I DON'T want to look back when I'm 50 and think: I never gave it everything as far as my career goes. For that reason I'm not interested in being involved with somebody for the sake of it. It's more hassle than it's worth. If something serious comes up, that's fine. I'm not prepared to compromise, and I'm quite choosy. I can't imagine anything worse than living with somebody you don't get on with.
There are sacrifices I've got to make for my career. I'm not able to do the social things all my friends are doing, and weekends don't exist. I've had to say no to things I would have liked to do.
My lifestyle's completely unconventional. I work until late at night and I travel a lot. I have found that a problem with relationships - it's hard for the other person to understand what drives me to do what I do, and to understand that I won't be home at 7pm to cook supper.
There can't be a lonelier profession than a solo concert pianist on tour. When I'm performing I'm having to give of myself to other people; it's quite a demanding role. Being alone in your hotel room after a concert, with no one to ask how it went, is very, very solitary. Those are the times when I do miss emotional support.
You have to learn to cope on your own, because in a sense it's the survival of the fittest. If you let it get to you, you'd never get on with the next thing. But I do need somebody - I turn to my family and friends for support.

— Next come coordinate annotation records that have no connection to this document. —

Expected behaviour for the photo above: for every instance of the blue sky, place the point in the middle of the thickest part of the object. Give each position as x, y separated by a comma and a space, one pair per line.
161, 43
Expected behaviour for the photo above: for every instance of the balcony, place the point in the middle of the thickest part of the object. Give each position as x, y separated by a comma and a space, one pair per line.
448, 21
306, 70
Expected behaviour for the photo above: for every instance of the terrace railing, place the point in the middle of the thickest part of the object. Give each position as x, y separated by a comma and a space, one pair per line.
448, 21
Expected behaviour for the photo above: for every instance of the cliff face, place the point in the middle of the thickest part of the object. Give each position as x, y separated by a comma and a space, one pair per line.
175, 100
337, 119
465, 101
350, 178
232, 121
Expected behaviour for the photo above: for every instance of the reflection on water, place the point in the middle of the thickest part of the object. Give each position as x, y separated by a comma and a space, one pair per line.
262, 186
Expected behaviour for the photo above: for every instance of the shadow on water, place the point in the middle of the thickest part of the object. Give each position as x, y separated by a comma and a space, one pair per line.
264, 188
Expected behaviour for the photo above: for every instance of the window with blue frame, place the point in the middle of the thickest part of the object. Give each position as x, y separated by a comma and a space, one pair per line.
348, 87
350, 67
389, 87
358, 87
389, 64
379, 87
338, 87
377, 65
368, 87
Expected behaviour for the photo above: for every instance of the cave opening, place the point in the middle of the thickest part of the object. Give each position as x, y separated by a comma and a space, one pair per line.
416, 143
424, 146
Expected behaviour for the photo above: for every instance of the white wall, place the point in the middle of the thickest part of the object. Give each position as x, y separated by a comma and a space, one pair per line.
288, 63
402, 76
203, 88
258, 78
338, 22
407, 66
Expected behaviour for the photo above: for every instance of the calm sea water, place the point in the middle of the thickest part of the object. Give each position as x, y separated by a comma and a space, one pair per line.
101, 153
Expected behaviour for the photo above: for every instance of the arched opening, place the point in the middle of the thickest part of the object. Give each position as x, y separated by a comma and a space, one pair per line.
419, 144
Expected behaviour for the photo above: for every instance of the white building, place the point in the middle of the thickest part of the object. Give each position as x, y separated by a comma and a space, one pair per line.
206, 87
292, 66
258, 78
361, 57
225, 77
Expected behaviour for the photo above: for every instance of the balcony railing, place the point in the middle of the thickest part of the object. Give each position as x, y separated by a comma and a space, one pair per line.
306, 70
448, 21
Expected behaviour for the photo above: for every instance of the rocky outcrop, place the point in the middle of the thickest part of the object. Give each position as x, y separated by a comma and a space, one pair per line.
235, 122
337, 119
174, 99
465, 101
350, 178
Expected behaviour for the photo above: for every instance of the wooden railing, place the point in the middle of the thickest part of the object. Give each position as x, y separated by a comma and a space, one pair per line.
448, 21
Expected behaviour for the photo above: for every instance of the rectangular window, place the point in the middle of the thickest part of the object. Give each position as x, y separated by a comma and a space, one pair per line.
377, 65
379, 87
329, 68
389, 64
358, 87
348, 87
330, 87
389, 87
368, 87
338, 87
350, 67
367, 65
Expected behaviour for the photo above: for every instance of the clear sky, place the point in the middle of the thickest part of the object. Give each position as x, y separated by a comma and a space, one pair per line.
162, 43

I'm never short of things to see or people to do them with. I put a lot of effort into that, and I make a lot of effort with my friends. You have to when you're on your own, because if you don't, nothing comes to you. I like the challenge of that. Sometimes it does get me down, it depends on my frame of mind. If things are going well and I'm feeling positive, I'll go all out for it. But at other times, I just want to curl up on the sofa - then I have to force myself.
People say, do you like living on your own? As if it's a really strange thing to do. I've never thought of it as strange or difficult. There is a feeling socially that you're not quite whole until you're part of something else. I don't think that's true.
I'm at an age when you start to think, is this the time I should be getting married? I have a deep-rooted belief that I will be married and have children some day. If I dwelt on the idea of being on my own in 10 or 20 years' time, it could get me down.
What I love is being able to shut my own front door. I can have who I want round, I can watch a video at 3am or have a bath at midnight. And I can pound away on the piano all evening. Until I was 17 I was at a mixed boarding school, where you don't have any space at all. When I left I was very conscious of struggling to get my own independence and my own space around me. I really value my privacy because I didn't have it for so long, and I wouldn't give it up lightly.